Chambers yaratıcılığın üç tipi olduğunu ileri sürmüştür:

• Kuramsal (teorik) yaratıcılık, fikir veya hipotezlerin en üst düzeylerine ulaşmaktan ziyade, büyük ölçüde yeni ve taze fikirlerin oluştuğu zihinsel süreçtir.

• Gelişimsel yaratıcılık, başkalarındaki yeni fikirlerin tanımlanmasına veya bu fikirlerin test edilmesine dayanır. Böylece, kaynağı başkalarında olan çalışmaların üst düzeye doğru yükselmesi sağlanır.

• Akademik yaratıcılık ise, hem yeni fikirlerin doğması, hem de bu fikirleri işleyerek en yüksek düzeye ulaştırmaktır (Chambers, 1969; akt: Öncü, 1989: 11-12).

Yaratıcılığın doğası, bir araya getirme, yaratma ve değiştirmeden oluşmakta ve bu üç alanda yaratıcılık için eşit önemdedir. Yaratıcılığın yaratma, sentez ve değiştirme olmak üzere üç çeşidi vardır.

• Yaratma; ilk olarak bir ürün veya bir fikir –olmayan bir ürün, bir hizmet v.s- meydana getirme yani yeni bir şey yapmadır.

• Sentez; değişik bilgileri, ürünleri bir araya getirerek, birleştirerek daha değişik amaçla kullanan yeni bir ürün , fikir oluşturmaktır.

• Değiştirme ise; var olan ürünün, bilginin, fikrin kullanım alanlarını genişletmeyi kapsar. Nesnede yapılan değişiklikler ile, ya nesnenin görevlerini daha iyi yapması, ya yeni bir görev üstlenmesi, ya da daha değişik kullanıcılara açılmasını sağlar.

Yaratıcılık çeşitleri olarak ele alınsa da, sadece yaratma ya da sentez ya da değiştirme tek başına yaratıcılık değildir. Yaratıcılık bunların üstünde, bunların hepsinden daha fazla bir şeydir (Çoban, 1999: 12-13).

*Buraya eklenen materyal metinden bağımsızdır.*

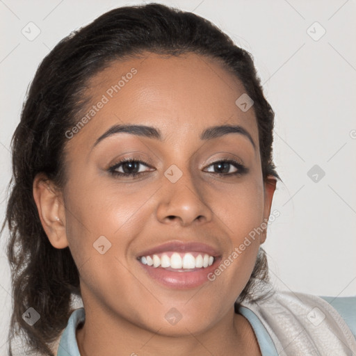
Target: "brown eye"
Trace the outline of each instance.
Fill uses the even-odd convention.
[[[145,170],[145,167],[150,168],[143,161],[134,159],[124,159],[108,168],[108,171],[116,176],[136,176],[146,173],[149,170]]]
[[[248,171],[248,168],[236,161],[222,160],[209,165],[206,172],[220,175],[243,175]]]

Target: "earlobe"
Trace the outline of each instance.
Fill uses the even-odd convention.
[[[270,207],[273,200],[273,195],[277,186],[277,178],[272,175],[268,175],[264,182],[264,222],[266,224],[266,229],[260,237],[260,243],[264,243],[267,237],[267,223],[270,213]]]
[[[33,192],[42,226],[49,242],[56,248],[67,247],[62,193],[42,173],[33,180]]]

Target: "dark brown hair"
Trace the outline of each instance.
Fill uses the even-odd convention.
[[[243,83],[254,101],[264,180],[279,179],[272,159],[274,113],[266,100],[248,52],[213,24],[191,13],[150,3],[112,10],[62,40],[39,66],[12,140],[13,178],[6,220],[12,271],[13,312],[9,339],[22,335],[32,349],[53,355],[51,343],[81,296],[77,268],[69,248],[54,248],[42,227],[33,196],[35,176],[44,172],[59,187],[65,183],[65,131],[78,122],[89,98],[86,84],[117,60],[144,51],[179,56],[193,52],[215,58]],[[236,98],[237,99],[237,98]],[[253,300],[259,281],[268,281],[260,248],[251,277],[238,298]],[[40,315],[33,326],[22,316],[30,307]],[[13,355],[11,343],[9,355]]]

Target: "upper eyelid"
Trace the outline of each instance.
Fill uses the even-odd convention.
[[[125,163],[127,162],[138,162],[140,164],[145,165],[146,167],[148,167],[149,168],[153,168],[153,167],[149,163],[145,162],[143,160],[138,159],[136,159],[128,158],[128,159],[123,159],[121,161],[119,161],[117,163],[114,163],[113,165],[111,165],[108,168],[108,170],[113,170],[117,169],[118,168],[121,167],[122,165],[123,165],[124,163]],[[238,167],[236,167],[237,168],[238,168],[238,166],[245,167],[242,163],[238,162],[238,161],[237,161],[236,159],[225,158],[225,159],[217,159],[216,161],[211,162],[210,163],[205,164],[204,165],[203,168],[207,168],[207,167],[210,167],[211,165],[216,164],[217,163],[220,163],[220,162],[227,162],[232,165],[234,165],[234,163],[235,163],[238,166]]]

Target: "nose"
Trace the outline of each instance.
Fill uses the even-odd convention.
[[[208,222],[213,211],[204,202],[202,186],[197,186],[191,175],[184,173],[175,183],[163,177],[156,209],[159,221],[165,224],[188,226],[193,223]]]

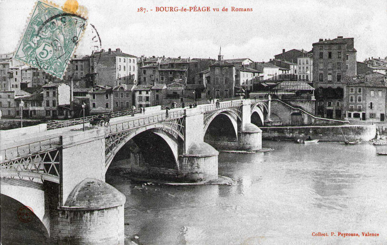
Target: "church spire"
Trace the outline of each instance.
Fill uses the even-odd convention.
[[[220,50],[219,51],[219,55],[218,55],[218,61],[223,61],[223,56],[222,55],[222,46],[220,46]]]

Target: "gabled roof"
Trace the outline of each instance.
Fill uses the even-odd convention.
[[[230,59],[227,60],[224,60],[224,61],[226,61],[229,63],[242,63],[246,60],[248,60],[252,62],[254,62],[248,58],[244,58],[242,59]]]
[[[134,89],[135,91],[150,90],[153,85],[151,84],[140,84]]]
[[[217,62],[214,63],[214,64],[210,65],[210,67],[211,66],[235,66],[233,64],[231,63],[229,63],[226,61],[218,61]]]
[[[66,83],[49,83],[47,84],[44,84],[42,86],[43,88],[52,88],[53,87],[59,87],[62,84],[65,84],[67,86],[70,86]]]
[[[164,88],[167,88],[167,86],[164,83],[156,83],[152,87],[152,89],[163,89]]]

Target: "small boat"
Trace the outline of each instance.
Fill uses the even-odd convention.
[[[297,142],[300,144],[310,144],[312,143],[317,143],[318,142],[318,139],[313,139],[311,140],[304,140],[303,139],[298,139]]]
[[[361,143],[361,141],[360,140],[355,140],[353,141],[350,141],[349,140],[346,140],[344,141],[344,143],[346,144],[359,144]]]

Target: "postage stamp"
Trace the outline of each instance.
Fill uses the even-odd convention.
[[[62,79],[86,19],[38,1],[15,57]]]

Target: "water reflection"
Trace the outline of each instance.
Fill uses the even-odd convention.
[[[387,238],[382,211],[387,158],[377,156],[373,145],[263,144],[275,150],[219,155],[219,174],[237,181],[231,186],[144,188],[108,173],[107,181],[127,198],[125,235],[137,234],[147,244],[367,244]],[[381,236],[365,242],[311,236],[369,230]]]

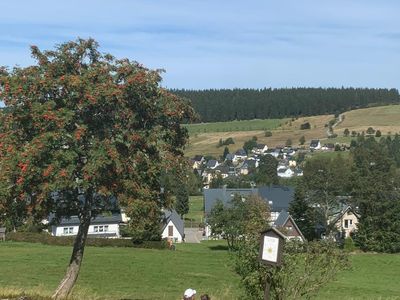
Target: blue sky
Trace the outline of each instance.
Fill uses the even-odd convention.
[[[168,88],[400,88],[400,1],[3,1],[0,65],[92,37]]]

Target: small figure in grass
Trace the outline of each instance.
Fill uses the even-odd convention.
[[[183,300],[194,300],[194,296],[196,296],[196,290],[187,289],[183,294]]]

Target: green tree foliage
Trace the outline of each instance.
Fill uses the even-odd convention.
[[[303,123],[300,125],[301,130],[306,130],[306,129],[310,129],[310,128],[311,128],[311,125],[309,122],[306,122],[306,123]]]
[[[257,137],[253,136],[250,140],[247,140],[243,144],[243,150],[246,151],[247,154],[253,150],[253,148],[257,147]]]
[[[352,155],[352,194],[360,214],[355,242],[362,250],[399,252],[400,183],[395,162],[373,137],[359,139]]]
[[[238,248],[240,241],[258,236],[268,228],[270,211],[267,203],[252,195],[246,198],[235,195],[228,205],[218,200],[208,216],[211,234],[222,236],[230,250]]]
[[[215,176],[211,179],[210,182],[210,189],[219,189],[225,184],[224,179],[222,178],[222,175],[217,173]]]
[[[201,122],[337,114],[369,104],[398,104],[396,89],[285,88],[173,90],[191,99]]]
[[[367,134],[374,134],[375,133],[375,129],[373,129],[372,127],[368,127],[366,133]]]
[[[317,223],[315,207],[310,205],[306,199],[302,180],[296,185],[294,199],[289,206],[289,213],[308,241],[317,237],[315,232]]]
[[[224,153],[222,154],[222,158],[225,159],[228,154],[229,154],[229,148],[227,146],[225,146]]]
[[[346,194],[349,166],[350,163],[340,155],[315,157],[304,166],[306,198],[310,206],[316,207],[317,222],[325,228],[326,235],[332,232],[333,224],[329,220],[339,209],[337,196]]]
[[[181,218],[189,212],[189,193],[185,186],[176,191],[175,210]]]
[[[0,216],[21,202],[22,216],[80,218],[56,299],[78,277],[90,220],[114,197],[132,219],[159,222],[171,205],[160,197],[161,171],[179,167],[188,138],[180,124],[194,115],[160,88],[158,71],[97,48],[92,39],[32,46],[35,65],[0,70]]]
[[[242,278],[246,299],[263,299],[266,280],[271,299],[310,299],[349,265],[347,255],[328,241],[286,241],[280,267],[261,263],[259,248],[259,236],[249,237],[235,253],[235,270]]]
[[[279,177],[277,173],[278,160],[271,154],[263,155],[260,158],[255,180],[258,184],[270,185],[278,184]]]

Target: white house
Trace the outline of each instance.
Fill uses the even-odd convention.
[[[172,239],[175,243],[181,243],[184,240],[184,223],[175,210],[164,211],[164,220],[161,231],[162,238]]]
[[[310,150],[318,150],[318,149],[321,149],[321,142],[319,140],[311,140]]]
[[[350,206],[346,206],[342,211],[335,216],[332,223],[335,228],[344,234],[344,238],[357,230],[359,216]]]
[[[265,154],[268,150],[268,146],[265,144],[257,144],[257,147],[254,147],[251,152],[254,154]]]
[[[232,161],[237,163],[239,160],[245,160],[247,158],[247,153],[243,149],[239,149],[233,155]]]
[[[282,178],[291,178],[294,175],[294,172],[291,168],[280,167],[277,170],[278,176]]]
[[[122,223],[121,214],[99,215],[90,222],[88,236],[90,237],[121,237],[119,225]],[[74,236],[79,229],[79,218],[72,216],[62,218],[59,224],[52,225],[51,233],[53,236]]]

Yaratıcılık hangi alanda olursa olsun ya da hangi türü olursa olsun, hepsinde insanın çabası ve kendisi önemlidir. Đnsanı diğer canlılardan ayıran en önemli özelliği yaratma yeteneğidir. Maddi olguları yaratma sadece insana özgüdür. Đnsan da kendi imkanlarını geliştirerek ve kendi güçlerini kullanarak bunu gerçekleştirebilir (Çoban, 1999: 13).